De notre correspondant au Cameroun,
La voix enrouée, Sarah Liengu Etonge lutte pour retenir ses larmes, lorsqu’elle se remémore ses moments de gloire sur le Mont Cameroun dont le sommet culmine à 4100 m. Il s’agit en effet de l’ascension la plus pénible de la sous-région Afrique centrale. Elle s'étend sur 42 km de pentes escarpées, avec des températures pouvant atteindre 0° au sommet. Ce marathon, dénommé la «Course de l’espoir», organisée chaque année à Buea, dans le sud-ouest du Cameroun, l’ancienne athlète de 56 ans l’a remportée sept fois. Un record instauré par celle qui a été baptisée la «Reine de la montagne».

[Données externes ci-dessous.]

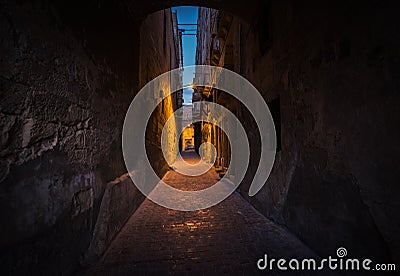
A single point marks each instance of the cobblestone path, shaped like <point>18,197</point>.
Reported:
<point>227,238</point>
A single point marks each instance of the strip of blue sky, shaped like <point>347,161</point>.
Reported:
<point>188,15</point>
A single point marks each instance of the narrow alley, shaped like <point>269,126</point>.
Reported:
<point>226,239</point>
<point>199,137</point>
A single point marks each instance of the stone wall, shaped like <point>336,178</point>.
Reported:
<point>69,71</point>
<point>333,70</point>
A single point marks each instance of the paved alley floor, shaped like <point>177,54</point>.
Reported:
<point>228,238</point>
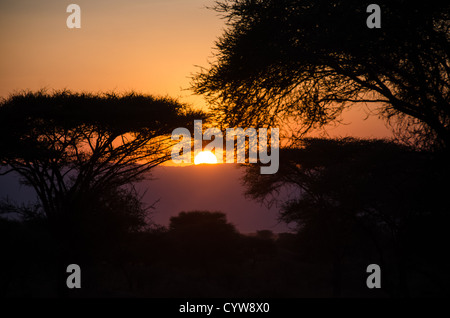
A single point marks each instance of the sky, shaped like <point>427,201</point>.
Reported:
<point>149,46</point>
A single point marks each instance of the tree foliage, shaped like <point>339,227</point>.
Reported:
<point>73,146</point>
<point>308,60</point>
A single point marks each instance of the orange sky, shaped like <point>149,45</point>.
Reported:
<point>150,46</point>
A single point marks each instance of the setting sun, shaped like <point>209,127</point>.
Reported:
<point>205,157</point>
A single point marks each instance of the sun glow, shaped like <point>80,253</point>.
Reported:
<point>205,157</point>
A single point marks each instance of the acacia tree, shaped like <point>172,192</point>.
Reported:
<point>308,60</point>
<point>348,197</point>
<point>74,147</point>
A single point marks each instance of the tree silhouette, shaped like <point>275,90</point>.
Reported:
<point>204,237</point>
<point>350,196</point>
<point>73,146</point>
<point>309,60</point>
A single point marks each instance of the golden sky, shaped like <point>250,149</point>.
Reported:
<point>150,46</point>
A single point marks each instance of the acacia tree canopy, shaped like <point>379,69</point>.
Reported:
<point>309,59</point>
<point>69,146</point>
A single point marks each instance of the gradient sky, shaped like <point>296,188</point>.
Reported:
<point>150,46</point>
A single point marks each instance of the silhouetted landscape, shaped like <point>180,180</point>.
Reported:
<point>87,163</point>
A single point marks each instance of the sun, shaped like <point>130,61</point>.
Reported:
<point>205,157</point>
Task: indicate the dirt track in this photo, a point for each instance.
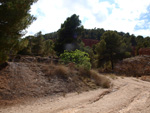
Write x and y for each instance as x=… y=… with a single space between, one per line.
x=129 y=95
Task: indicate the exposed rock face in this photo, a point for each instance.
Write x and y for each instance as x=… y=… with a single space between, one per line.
x=135 y=66
x=144 y=51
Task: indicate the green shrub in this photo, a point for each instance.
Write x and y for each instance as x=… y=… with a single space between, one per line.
x=100 y=80
x=80 y=58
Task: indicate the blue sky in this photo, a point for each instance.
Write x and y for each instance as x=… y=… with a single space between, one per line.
x=131 y=16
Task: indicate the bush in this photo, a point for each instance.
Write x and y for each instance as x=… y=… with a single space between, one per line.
x=100 y=79
x=80 y=58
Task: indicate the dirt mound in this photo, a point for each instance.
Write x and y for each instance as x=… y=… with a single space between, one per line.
x=135 y=66
x=20 y=79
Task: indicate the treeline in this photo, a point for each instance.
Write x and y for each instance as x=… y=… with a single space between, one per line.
x=130 y=39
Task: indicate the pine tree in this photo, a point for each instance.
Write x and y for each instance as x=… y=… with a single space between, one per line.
x=14 y=19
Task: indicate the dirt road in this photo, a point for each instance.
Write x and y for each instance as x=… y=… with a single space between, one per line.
x=128 y=95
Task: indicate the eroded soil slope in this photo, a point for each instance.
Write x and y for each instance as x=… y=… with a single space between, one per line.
x=20 y=80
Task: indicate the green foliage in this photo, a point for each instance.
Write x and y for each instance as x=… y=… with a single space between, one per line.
x=78 y=57
x=14 y=18
x=38 y=44
x=111 y=48
x=68 y=33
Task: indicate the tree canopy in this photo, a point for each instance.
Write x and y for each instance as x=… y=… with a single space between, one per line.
x=14 y=19
x=68 y=33
x=110 y=48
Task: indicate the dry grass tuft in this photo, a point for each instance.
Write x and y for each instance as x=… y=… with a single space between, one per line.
x=84 y=72
x=112 y=76
x=61 y=70
x=100 y=79
x=145 y=78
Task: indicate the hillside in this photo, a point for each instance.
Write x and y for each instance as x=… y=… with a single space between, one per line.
x=28 y=78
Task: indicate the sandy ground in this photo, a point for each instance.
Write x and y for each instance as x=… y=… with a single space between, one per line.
x=128 y=95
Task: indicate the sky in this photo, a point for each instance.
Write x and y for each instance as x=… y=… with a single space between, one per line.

«Quand je pense à toutes ces années durant lesquelles j’ai participé à la Course de l’espoir, beaucoup de sentiments s’entremêlent. Je me sens heureuse et chanceuse du parcours réalisé. Heureuse parce que mes sept victoires sont la récompense d’un travail acharné. Chanceuse, parce que cette course m’a permis non seulement d’être connue au-delà de mon pays, mais aussi en raison du fait qu’en tant que pionnière. Je suis celle qui a ouvert la porte et donné le courage à plusieurs femmes d’affronter leurs rêves», a confié Sarah à SNA. C’était le 25 février 2023, lors de la dernière édition de ce marathon.
Cette année, Sarah était à la tribune d’honneur du Molyko Stadium. Immense vedette dans son pays et sa ville natale, elle fait désormais partie de la légende. «J’ai passé le flambeau, dit-elle en souriant. J’ai la course dans le sang, mais aujourd’hui, je ne suis plus en mesure de dompter la montagne». Sa dernière victoire remonte en effet à 2005. Elle a ensuite pris sa retraite en 2008. Mais cinq ans plus tard (2013), elle décidait de chausser de nouveau les pointes pour courir l’épreuve. Malgré une préparation au rabais, elle termine au second rang.

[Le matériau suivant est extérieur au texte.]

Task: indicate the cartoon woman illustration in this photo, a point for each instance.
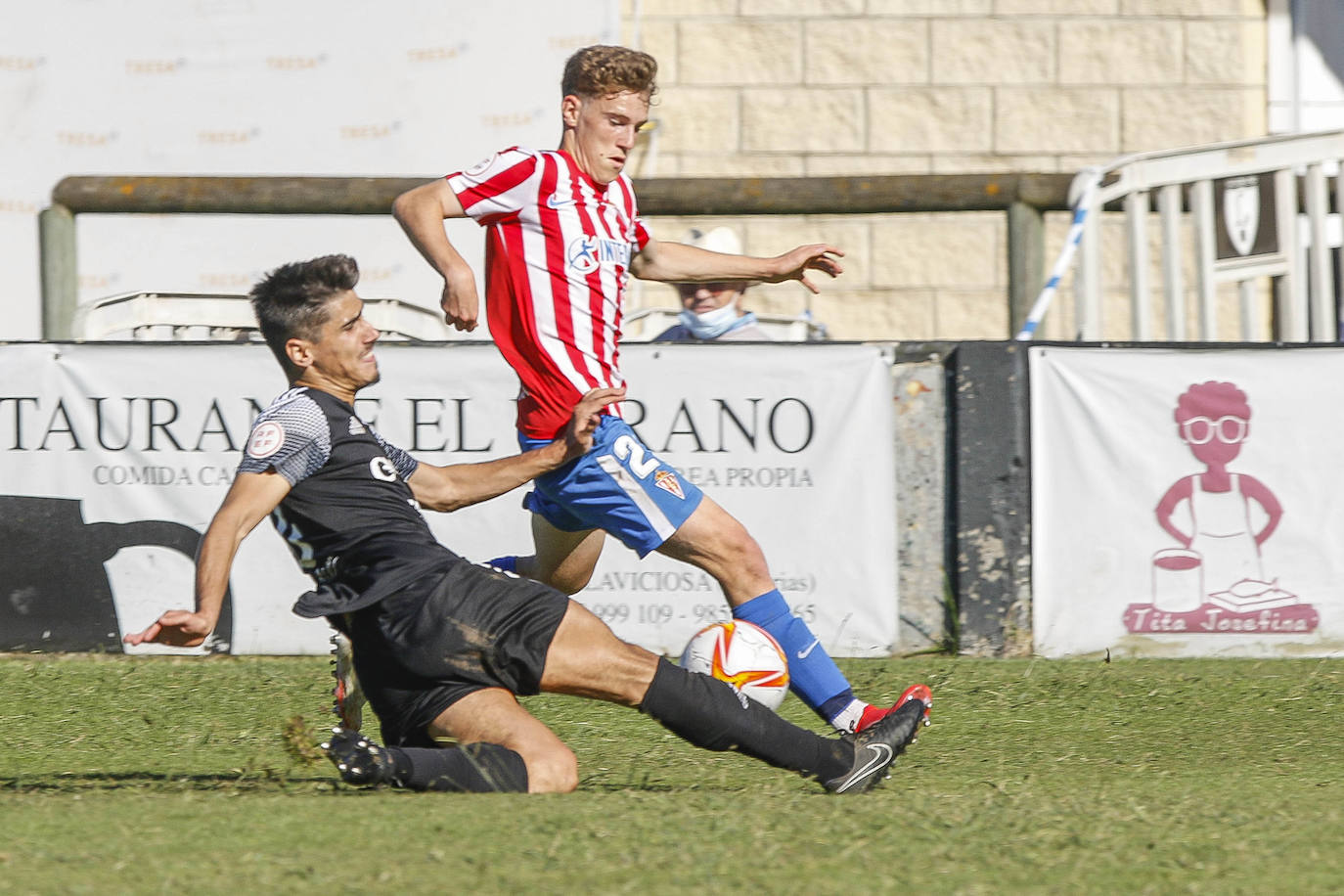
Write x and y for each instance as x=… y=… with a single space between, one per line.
x=1214 y=421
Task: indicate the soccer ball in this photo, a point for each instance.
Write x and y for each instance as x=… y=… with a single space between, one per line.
x=744 y=655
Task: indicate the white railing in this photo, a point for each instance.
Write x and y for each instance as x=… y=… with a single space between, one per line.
x=1272 y=222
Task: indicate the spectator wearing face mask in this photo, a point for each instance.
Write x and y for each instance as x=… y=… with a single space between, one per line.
x=712 y=312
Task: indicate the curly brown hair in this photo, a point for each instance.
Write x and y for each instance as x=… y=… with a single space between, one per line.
x=603 y=70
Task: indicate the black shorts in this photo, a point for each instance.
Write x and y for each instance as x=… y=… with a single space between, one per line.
x=455 y=632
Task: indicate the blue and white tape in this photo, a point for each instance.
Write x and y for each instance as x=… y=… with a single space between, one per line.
x=1066 y=255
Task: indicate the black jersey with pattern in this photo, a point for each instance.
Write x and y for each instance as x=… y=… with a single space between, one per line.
x=349 y=516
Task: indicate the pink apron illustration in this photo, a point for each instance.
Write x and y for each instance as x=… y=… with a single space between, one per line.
x=1215 y=580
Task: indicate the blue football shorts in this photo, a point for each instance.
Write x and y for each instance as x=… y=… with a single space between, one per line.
x=618 y=486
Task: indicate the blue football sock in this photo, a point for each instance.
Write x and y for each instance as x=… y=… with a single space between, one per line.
x=812 y=673
x=507 y=564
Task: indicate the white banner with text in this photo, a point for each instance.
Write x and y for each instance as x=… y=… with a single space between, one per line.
x=1186 y=503
x=118 y=454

A l’heure du bilan, celle qui a commencé à courir dans les hautes collines dès sa petite enfance, ne garde que du positif : «La Course de l’espoir m’a donné tout ce que j’ai. Je ne peux pas dire que j’ai des regrets. J’ai toujours été bien entourée par ma famille et mes équipes. Nous avons travaillé dur pour atteindre ce niveau. Alors oui, je ne garde que du positif».

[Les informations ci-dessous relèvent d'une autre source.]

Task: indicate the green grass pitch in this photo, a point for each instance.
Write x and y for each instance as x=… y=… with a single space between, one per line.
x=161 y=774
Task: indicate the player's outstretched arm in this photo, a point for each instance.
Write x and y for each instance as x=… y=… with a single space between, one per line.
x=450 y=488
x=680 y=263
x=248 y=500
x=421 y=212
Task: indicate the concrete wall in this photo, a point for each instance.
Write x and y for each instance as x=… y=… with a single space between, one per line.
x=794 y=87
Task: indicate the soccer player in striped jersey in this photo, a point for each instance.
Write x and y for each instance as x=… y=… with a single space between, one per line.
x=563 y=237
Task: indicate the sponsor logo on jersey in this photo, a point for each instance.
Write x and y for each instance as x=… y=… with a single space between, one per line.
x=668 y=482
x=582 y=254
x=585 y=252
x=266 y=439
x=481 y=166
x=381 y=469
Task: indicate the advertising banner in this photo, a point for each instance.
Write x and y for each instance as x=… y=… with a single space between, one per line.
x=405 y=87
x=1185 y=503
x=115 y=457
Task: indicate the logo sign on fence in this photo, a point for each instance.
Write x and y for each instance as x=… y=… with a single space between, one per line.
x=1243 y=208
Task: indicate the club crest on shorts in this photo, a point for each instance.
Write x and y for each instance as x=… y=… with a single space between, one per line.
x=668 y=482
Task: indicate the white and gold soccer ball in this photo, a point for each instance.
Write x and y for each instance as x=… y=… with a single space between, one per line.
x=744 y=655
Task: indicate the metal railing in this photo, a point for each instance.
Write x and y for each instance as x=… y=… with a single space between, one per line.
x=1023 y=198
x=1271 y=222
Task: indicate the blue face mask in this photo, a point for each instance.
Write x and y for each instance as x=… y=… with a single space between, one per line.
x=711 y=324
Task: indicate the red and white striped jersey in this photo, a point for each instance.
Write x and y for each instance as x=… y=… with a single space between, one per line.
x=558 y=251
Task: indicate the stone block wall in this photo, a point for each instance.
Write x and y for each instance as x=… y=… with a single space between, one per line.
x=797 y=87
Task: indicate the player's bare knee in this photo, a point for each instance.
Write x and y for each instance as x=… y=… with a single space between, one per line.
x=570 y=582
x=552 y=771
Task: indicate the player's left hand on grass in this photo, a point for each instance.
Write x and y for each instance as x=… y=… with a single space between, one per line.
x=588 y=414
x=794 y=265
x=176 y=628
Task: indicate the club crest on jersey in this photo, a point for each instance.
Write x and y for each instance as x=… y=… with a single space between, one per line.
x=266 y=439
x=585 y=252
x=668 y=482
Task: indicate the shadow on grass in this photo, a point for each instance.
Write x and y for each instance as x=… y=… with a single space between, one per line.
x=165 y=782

Mère de six enfants et figure de légende du marathon au Cameroun, Sarah n’a pas seulement remporté des médailles et de l’argent durant sa carrière. Une stèle a été érigée en son honneur dans la ville de Buea en 2006. Le gouvernement lui a ensuite offert une maison en 2014. Construite sur une superficie de près de 1 000 m2, son architecture, semblable à celle de ces petites villas que l’on rencontre dans les grandes métropoles du Cameroun, donne à rêver. Seulement, aux dernières nouvelles, Sarah en a fait le siège de sa Fondation.
La "Sarah Etonge Foundation" a en effet vu le jour en 2017. Il s’agit d'une organisation à but non lucratif qui s'occupe de l'éducation, le sport, la santé. Mais aussi, les droits de l'enfant, la conservation, l'autonomisation économique et l'écotourisme durable sur le Mont Cameroun. Il s’agit là de ses nouveaux combats. Car dit-elle, pour ce qui est du marathon, l’on ne peut pas refaire son histoire. «Personne ne peut prendre mon trône, a-t-elle conclu. Il n’y a qu’une seule reine de la montagne : c’est moi ! Peut-être qu’avec le temps, mon record sera battu. Mais l’histoire se souviendra à jamais de moi».